Vincent van Gogh, Wheatfield with Crows (1890), Van Gogh Museum collection (Vincent van Gogh Foundation). Photo courtesy of the Van Gogh Museum.

What moment or project stands out as a personal highlight of 2024?

It might sound like a technical, business-as-usual matter, but according to the Dutch Heritage laws, our museum is assessed once every four years by an independent panel. The assessment report, which appeared over the summer of this year, was extremely positive and even called the Van Gogh Museum a “phenomenon”.

More importantly it confirmed that we are on the right course with the change in strategic direction that I led starting in 2020, whereby we are privileging quality over quantity when it comes to visitor numbers, exhibitions and other activities. The report gave me and my colleagues a huge boost.

What was the best show you saw in Amsterdam in 2024? 

At the risk of sounding boastful, our own exhibition “Matthew Wong/Vincent Van Gogh: Painting as a last resort” (1 March–1 September). This was the first extensive overview of the artist’s work in Europe, and one that touched and surprised many visitors.

Tell us about the best show you saw abroad in 2024.

Van Gogh and the Stars” at the Fondation Vincent van Gogh in Arles. Curated by Jean de Loisy and Bice Curiger, the exhibition shed new light on the erudite work and research carried out by Vincent van Gogh throughout his life, driven by his inner vision, his torments, his acute sense of observation, but also by his environment. It was an extraordinarily creative and beautiful show, which taught me a lot.

visitors in the Van Gogh museum look at works on plinths

Inside the Van Gogh Museum. photo: Jan Kees Steenman.

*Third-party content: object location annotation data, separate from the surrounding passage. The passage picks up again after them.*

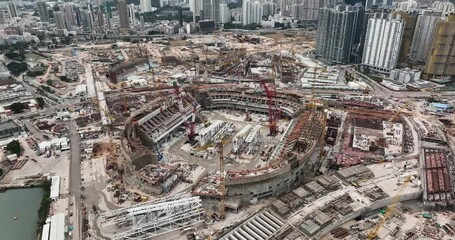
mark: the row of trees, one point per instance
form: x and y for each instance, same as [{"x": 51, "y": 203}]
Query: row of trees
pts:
[{"x": 17, "y": 68}]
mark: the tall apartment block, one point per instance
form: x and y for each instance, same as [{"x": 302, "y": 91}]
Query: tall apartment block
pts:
[
  {"x": 123, "y": 14},
  {"x": 423, "y": 34},
  {"x": 252, "y": 12},
  {"x": 59, "y": 18},
  {"x": 409, "y": 19},
  {"x": 12, "y": 9},
  {"x": 338, "y": 32},
  {"x": 383, "y": 42},
  {"x": 441, "y": 56},
  {"x": 43, "y": 12}
]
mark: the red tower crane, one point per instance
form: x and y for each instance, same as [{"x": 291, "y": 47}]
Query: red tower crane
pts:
[
  {"x": 188, "y": 126},
  {"x": 273, "y": 118}
]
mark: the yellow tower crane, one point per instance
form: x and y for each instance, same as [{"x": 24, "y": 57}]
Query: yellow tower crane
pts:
[
  {"x": 373, "y": 234},
  {"x": 222, "y": 186}
]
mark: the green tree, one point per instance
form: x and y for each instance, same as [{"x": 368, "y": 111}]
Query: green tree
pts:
[
  {"x": 17, "y": 68},
  {"x": 65, "y": 79},
  {"x": 40, "y": 102},
  {"x": 15, "y": 56},
  {"x": 17, "y": 107},
  {"x": 14, "y": 147}
]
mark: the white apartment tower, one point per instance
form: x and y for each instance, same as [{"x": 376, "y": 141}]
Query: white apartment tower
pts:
[
  {"x": 59, "y": 20},
  {"x": 423, "y": 34},
  {"x": 69, "y": 14},
  {"x": 445, "y": 7},
  {"x": 252, "y": 12},
  {"x": 12, "y": 9},
  {"x": 225, "y": 16},
  {"x": 383, "y": 42},
  {"x": 146, "y": 6},
  {"x": 131, "y": 13}
]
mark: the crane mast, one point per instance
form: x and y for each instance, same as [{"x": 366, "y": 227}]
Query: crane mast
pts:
[
  {"x": 188, "y": 126},
  {"x": 222, "y": 186},
  {"x": 272, "y": 118}
]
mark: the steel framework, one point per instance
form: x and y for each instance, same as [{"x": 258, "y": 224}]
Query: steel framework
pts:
[{"x": 155, "y": 218}]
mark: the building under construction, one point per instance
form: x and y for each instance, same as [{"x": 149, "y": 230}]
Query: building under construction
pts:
[{"x": 287, "y": 162}]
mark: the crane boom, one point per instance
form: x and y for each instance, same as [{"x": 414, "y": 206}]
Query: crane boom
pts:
[
  {"x": 222, "y": 181},
  {"x": 272, "y": 122},
  {"x": 188, "y": 126}
]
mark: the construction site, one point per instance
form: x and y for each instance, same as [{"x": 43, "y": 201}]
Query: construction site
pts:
[{"x": 198, "y": 130}]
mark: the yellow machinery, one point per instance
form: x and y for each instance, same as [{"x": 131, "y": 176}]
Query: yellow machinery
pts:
[
  {"x": 222, "y": 181},
  {"x": 390, "y": 210}
]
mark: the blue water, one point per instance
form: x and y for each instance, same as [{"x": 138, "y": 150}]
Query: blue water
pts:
[{"x": 23, "y": 204}]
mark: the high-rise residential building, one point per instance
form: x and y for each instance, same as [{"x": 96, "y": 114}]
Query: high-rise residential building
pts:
[
  {"x": 252, "y": 12},
  {"x": 338, "y": 32},
  {"x": 12, "y": 9},
  {"x": 307, "y": 10},
  {"x": 216, "y": 10},
  {"x": 78, "y": 14},
  {"x": 97, "y": 2},
  {"x": 2, "y": 18},
  {"x": 407, "y": 5},
  {"x": 225, "y": 16},
  {"x": 92, "y": 12},
  {"x": 441, "y": 55},
  {"x": 145, "y": 6},
  {"x": 124, "y": 19},
  {"x": 131, "y": 13},
  {"x": 141, "y": 18},
  {"x": 69, "y": 14},
  {"x": 409, "y": 19},
  {"x": 86, "y": 20},
  {"x": 108, "y": 21},
  {"x": 445, "y": 7},
  {"x": 195, "y": 8},
  {"x": 378, "y": 3},
  {"x": 382, "y": 43},
  {"x": 43, "y": 12},
  {"x": 209, "y": 9},
  {"x": 423, "y": 35},
  {"x": 100, "y": 17},
  {"x": 269, "y": 8},
  {"x": 59, "y": 19}
]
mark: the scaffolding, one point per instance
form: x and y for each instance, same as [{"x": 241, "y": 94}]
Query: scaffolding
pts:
[{"x": 155, "y": 217}]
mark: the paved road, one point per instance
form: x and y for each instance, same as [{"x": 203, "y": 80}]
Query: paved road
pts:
[{"x": 75, "y": 179}]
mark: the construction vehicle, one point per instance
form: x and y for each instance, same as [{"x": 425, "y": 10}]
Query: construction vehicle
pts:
[
  {"x": 373, "y": 234},
  {"x": 273, "y": 117}
]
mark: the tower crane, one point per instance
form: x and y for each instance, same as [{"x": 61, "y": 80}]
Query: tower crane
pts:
[
  {"x": 272, "y": 117},
  {"x": 222, "y": 186},
  {"x": 390, "y": 210},
  {"x": 188, "y": 126}
]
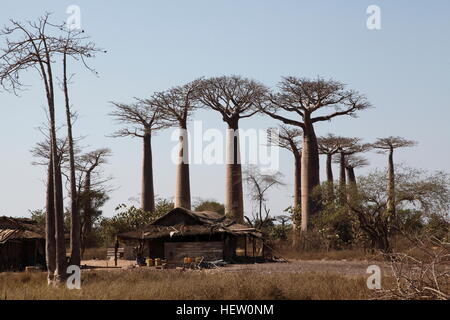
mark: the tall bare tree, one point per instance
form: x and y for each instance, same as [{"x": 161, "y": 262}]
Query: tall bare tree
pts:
[
  {"x": 290, "y": 139},
  {"x": 348, "y": 147},
  {"x": 87, "y": 164},
  {"x": 176, "y": 105},
  {"x": 388, "y": 145},
  {"x": 42, "y": 152},
  {"x": 329, "y": 145},
  {"x": 77, "y": 47},
  {"x": 234, "y": 98},
  {"x": 36, "y": 45},
  {"x": 303, "y": 98},
  {"x": 258, "y": 185},
  {"x": 143, "y": 119}
]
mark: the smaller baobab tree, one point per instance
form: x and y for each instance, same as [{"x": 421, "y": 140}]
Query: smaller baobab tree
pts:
[
  {"x": 353, "y": 162},
  {"x": 75, "y": 45},
  {"x": 289, "y": 138},
  {"x": 258, "y": 185},
  {"x": 88, "y": 165},
  {"x": 36, "y": 45},
  {"x": 235, "y": 98},
  {"x": 388, "y": 145},
  {"x": 347, "y": 147},
  {"x": 329, "y": 146},
  {"x": 142, "y": 118},
  {"x": 307, "y": 100},
  {"x": 176, "y": 105}
]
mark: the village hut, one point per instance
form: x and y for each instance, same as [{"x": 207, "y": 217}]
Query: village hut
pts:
[
  {"x": 182, "y": 233},
  {"x": 22, "y": 244}
]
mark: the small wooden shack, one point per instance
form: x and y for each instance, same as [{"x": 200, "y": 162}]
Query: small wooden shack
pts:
[
  {"x": 22, "y": 244},
  {"x": 183, "y": 233}
]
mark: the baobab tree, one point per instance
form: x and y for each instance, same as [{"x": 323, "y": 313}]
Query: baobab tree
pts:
[
  {"x": 329, "y": 146},
  {"x": 36, "y": 47},
  {"x": 235, "y": 98},
  {"x": 258, "y": 185},
  {"x": 351, "y": 163},
  {"x": 176, "y": 105},
  {"x": 87, "y": 164},
  {"x": 388, "y": 145},
  {"x": 143, "y": 119},
  {"x": 348, "y": 147},
  {"x": 304, "y": 98},
  {"x": 289, "y": 138},
  {"x": 75, "y": 44}
]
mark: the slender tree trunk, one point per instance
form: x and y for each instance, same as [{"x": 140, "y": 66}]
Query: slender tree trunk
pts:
[
  {"x": 50, "y": 244},
  {"x": 297, "y": 181},
  {"x": 351, "y": 176},
  {"x": 297, "y": 195},
  {"x": 342, "y": 179},
  {"x": 61, "y": 262},
  {"x": 330, "y": 178},
  {"x": 183, "y": 189},
  {"x": 234, "y": 202},
  {"x": 147, "y": 192},
  {"x": 391, "y": 184},
  {"x": 75, "y": 232},
  {"x": 87, "y": 208},
  {"x": 310, "y": 172},
  {"x": 60, "y": 272}
]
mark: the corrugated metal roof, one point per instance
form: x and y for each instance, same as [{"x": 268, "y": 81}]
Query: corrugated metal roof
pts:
[
  {"x": 17, "y": 228},
  {"x": 208, "y": 223}
]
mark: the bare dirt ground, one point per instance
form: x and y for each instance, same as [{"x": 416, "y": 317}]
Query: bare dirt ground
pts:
[{"x": 346, "y": 268}]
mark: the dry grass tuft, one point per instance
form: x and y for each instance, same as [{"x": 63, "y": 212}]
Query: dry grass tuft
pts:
[{"x": 174, "y": 285}]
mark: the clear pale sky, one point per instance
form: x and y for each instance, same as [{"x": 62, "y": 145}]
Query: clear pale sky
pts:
[{"x": 404, "y": 69}]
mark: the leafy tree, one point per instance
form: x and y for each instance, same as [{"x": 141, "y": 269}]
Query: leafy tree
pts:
[
  {"x": 304, "y": 99},
  {"x": 176, "y": 105},
  {"x": 130, "y": 219},
  {"x": 234, "y": 98}
]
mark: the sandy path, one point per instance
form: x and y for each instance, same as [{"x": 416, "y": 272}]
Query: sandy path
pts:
[{"x": 348, "y": 268}]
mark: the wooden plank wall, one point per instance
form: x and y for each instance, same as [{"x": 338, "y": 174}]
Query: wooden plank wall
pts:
[{"x": 175, "y": 252}]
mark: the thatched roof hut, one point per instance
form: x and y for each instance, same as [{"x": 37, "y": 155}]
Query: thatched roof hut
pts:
[
  {"x": 184, "y": 233},
  {"x": 22, "y": 243}
]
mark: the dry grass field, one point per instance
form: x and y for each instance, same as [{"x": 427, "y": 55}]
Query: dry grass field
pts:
[{"x": 238, "y": 282}]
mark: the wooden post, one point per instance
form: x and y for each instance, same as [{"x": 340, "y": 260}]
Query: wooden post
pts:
[
  {"x": 116, "y": 249},
  {"x": 245, "y": 246},
  {"x": 254, "y": 248}
]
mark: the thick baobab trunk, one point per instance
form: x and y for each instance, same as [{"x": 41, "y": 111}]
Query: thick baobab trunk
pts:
[
  {"x": 61, "y": 263},
  {"x": 50, "y": 243},
  {"x": 75, "y": 232},
  {"x": 310, "y": 172},
  {"x": 342, "y": 179},
  {"x": 391, "y": 184},
  {"x": 234, "y": 202},
  {"x": 147, "y": 192},
  {"x": 183, "y": 189}
]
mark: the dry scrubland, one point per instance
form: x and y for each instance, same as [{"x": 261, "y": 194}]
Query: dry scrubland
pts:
[{"x": 145, "y": 284}]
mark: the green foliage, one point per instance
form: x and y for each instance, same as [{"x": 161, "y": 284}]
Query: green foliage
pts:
[{"x": 38, "y": 216}]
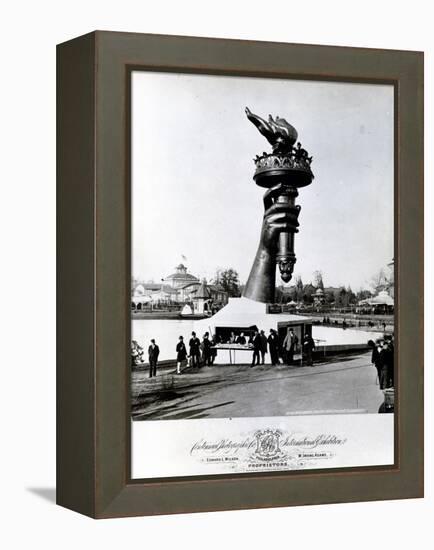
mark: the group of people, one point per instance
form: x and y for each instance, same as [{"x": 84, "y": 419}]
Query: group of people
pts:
[
  {"x": 263, "y": 344},
  {"x": 199, "y": 353},
  {"x": 383, "y": 360}
]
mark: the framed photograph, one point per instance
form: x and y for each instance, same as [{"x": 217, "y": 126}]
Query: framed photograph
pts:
[{"x": 240, "y": 274}]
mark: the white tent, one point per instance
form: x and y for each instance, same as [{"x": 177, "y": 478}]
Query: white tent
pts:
[{"x": 382, "y": 299}]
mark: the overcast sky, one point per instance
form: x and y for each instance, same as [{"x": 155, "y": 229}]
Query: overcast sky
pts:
[{"x": 192, "y": 187}]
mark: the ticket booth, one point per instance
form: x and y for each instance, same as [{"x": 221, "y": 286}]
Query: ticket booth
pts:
[{"x": 300, "y": 328}]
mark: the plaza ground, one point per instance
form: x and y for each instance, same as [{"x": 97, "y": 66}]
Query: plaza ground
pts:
[{"x": 340, "y": 384}]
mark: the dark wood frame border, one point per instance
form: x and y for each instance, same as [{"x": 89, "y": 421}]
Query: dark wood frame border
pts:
[{"x": 93, "y": 430}]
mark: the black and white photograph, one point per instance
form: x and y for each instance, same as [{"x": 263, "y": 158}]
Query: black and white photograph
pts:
[{"x": 262, "y": 292}]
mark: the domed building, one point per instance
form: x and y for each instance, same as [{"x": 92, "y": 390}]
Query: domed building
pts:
[
  {"x": 318, "y": 296},
  {"x": 180, "y": 278}
]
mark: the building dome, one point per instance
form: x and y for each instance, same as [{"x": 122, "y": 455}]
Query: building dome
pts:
[{"x": 180, "y": 278}]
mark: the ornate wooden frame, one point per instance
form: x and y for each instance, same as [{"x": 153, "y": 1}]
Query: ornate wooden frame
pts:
[{"x": 93, "y": 437}]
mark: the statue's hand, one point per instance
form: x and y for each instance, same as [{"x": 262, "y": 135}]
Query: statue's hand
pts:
[{"x": 278, "y": 217}]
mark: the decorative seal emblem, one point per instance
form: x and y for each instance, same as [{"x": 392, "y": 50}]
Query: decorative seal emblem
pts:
[{"x": 267, "y": 445}]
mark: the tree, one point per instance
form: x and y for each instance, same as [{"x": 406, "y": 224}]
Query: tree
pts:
[
  {"x": 228, "y": 280},
  {"x": 317, "y": 277}
]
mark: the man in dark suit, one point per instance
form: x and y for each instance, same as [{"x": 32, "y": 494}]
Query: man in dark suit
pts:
[
  {"x": 153, "y": 353},
  {"x": 194, "y": 350},
  {"x": 273, "y": 346},
  {"x": 256, "y": 349}
]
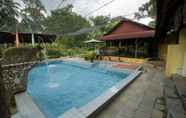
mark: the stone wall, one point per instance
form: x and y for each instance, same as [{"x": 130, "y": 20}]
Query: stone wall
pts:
[{"x": 16, "y": 63}]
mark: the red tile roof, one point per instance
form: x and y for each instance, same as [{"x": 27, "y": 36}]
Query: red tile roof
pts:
[
  {"x": 127, "y": 29},
  {"x": 133, "y": 35}
]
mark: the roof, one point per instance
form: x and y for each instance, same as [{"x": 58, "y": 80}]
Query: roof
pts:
[
  {"x": 128, "y": 29},
  {"x": 134, "y": 35},
  {"x": 166, "y": 10}
]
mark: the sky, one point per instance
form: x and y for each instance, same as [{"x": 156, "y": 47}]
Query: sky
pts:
[{"x": 124, "y": 8}]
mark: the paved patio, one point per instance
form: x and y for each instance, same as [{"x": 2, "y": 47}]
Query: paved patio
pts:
[{"x": 139, "y": 99}]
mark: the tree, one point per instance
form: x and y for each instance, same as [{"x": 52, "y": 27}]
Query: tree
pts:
[
  {"x": 32, "y": 15},
  {"x": 4, "y": 106},
  {"x": 147, "y": 10},
  {"x": 8, "y": 13},
  {"x": 64, "y": 21}
]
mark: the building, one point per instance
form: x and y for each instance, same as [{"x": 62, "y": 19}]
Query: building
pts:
[
  {"x": 171, "y": 31},
  {"x": 130, "y": 39}
]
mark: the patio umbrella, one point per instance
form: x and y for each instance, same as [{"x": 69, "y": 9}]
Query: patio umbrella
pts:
[{"x": 93, "y": 41}]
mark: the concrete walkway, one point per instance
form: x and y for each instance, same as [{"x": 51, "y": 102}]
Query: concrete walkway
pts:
[{"x": 139, "y": 99}]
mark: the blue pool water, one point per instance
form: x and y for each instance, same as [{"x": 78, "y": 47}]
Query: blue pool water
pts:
[{"x": 66, "y": 85}]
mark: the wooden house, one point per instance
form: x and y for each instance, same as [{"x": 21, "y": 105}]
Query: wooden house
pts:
[
  {"x": 171, "y": 32},
  {"x": 130, "y": 39}
]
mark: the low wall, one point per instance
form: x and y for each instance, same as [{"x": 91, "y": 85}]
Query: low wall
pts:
[{"x": 123, "y": 59}]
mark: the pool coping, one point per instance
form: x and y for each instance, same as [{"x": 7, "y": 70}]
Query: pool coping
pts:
[
  {"x": 98, "y": 103},
  {"x": 85, "y": 111}
]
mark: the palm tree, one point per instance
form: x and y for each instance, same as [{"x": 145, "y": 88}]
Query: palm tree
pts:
[{"x": 8, "y": 13}]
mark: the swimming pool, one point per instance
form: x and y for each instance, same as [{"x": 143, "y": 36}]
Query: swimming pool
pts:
[{"x": 60, "y": 86}]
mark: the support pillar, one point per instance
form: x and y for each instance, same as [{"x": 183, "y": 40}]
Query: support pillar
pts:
[
  {"x": 33, "y": 40},
  {"x": 136, "y": 48}
]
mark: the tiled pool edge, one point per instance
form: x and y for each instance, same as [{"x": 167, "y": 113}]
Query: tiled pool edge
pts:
[{"x": 99, "y": 102}]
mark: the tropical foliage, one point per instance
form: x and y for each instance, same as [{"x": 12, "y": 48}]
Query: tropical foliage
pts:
[{"x": 147, "y": 10}]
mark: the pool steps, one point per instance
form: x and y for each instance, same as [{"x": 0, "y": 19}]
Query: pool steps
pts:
[
  {"x": 95, "y": 105},
  {"x": 26, "y": 107}
]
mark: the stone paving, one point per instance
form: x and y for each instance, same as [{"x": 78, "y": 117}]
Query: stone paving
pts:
[{"x": 138, "y": 100}]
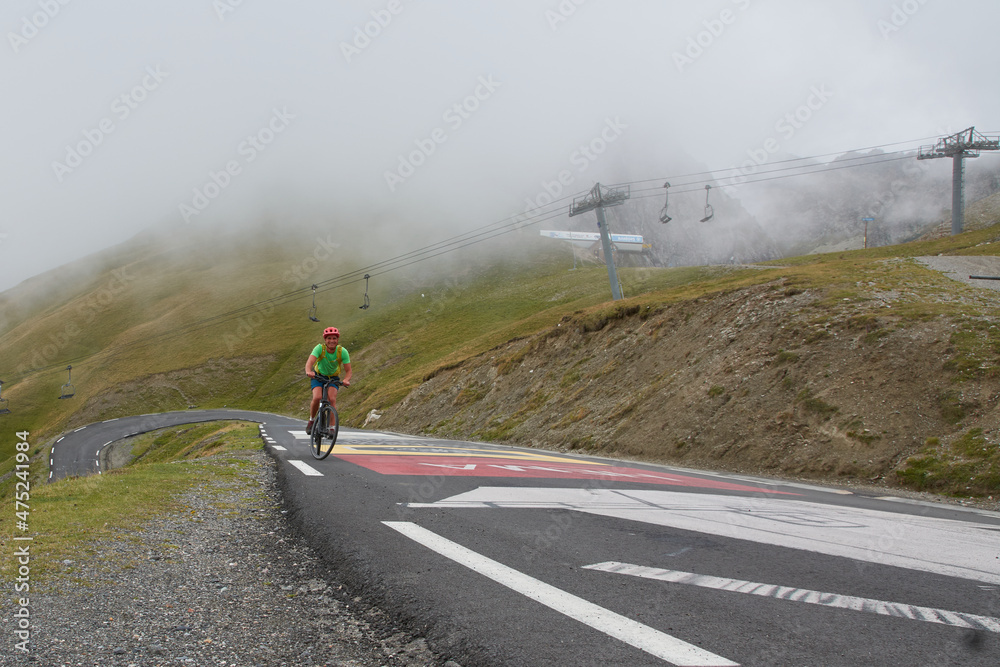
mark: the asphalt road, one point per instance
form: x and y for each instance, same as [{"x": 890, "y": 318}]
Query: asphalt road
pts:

What are you looking forward to most in 2025? 

There can be no other choice than “Kiefer: Sag mir wo die Blumen sind“, the first ever collaboration between the Van Gogh Museum and the Stedelijk Museum Amsterdam. This major exhibition of Anselm Kiefer’s work will be one show in two museums, and is conceived as a diptych. The Van Gogh Museum will highlight Kiefer’s lifelong fascination with Vincent van Gogh; the Stedelijk will show is longstanding relationship with Dutch collectors and museums, particularly the Stedelijk.

If you could see one change in the art world next year, what would it be?

Almost every museum I know of, no matter how large the endowment or subsidy, is struggling to cover basic operating costs. Money can often be found for visible activities, such as acquisitions, educational activities or building projects, but it’s much more difficult to cover costs for fundamental things, such as the maintenance of buildings or basic research into the collection.

As I often say, the most frequently asked question in most museums is ‘where is the toilet (or bathroom)’? But that’s also the most difficult thing for which to find money—who wants a named toilet? In this time of political (and quite possibly economic) instability my wish would be to find a way to convince donors and governments to provide un-earmarked funds so that we can safeguard our museums for the long term.

What is the one piece of advice you would give yourself at this time last year?

Stay the course!

Who is the art professional you have your eye on for 2025, and why?

Nicholas Cullinan, the new director of the British Museum. The world is waiting to see what the BM will do with relation to restitution and other major issues that he will have to work through.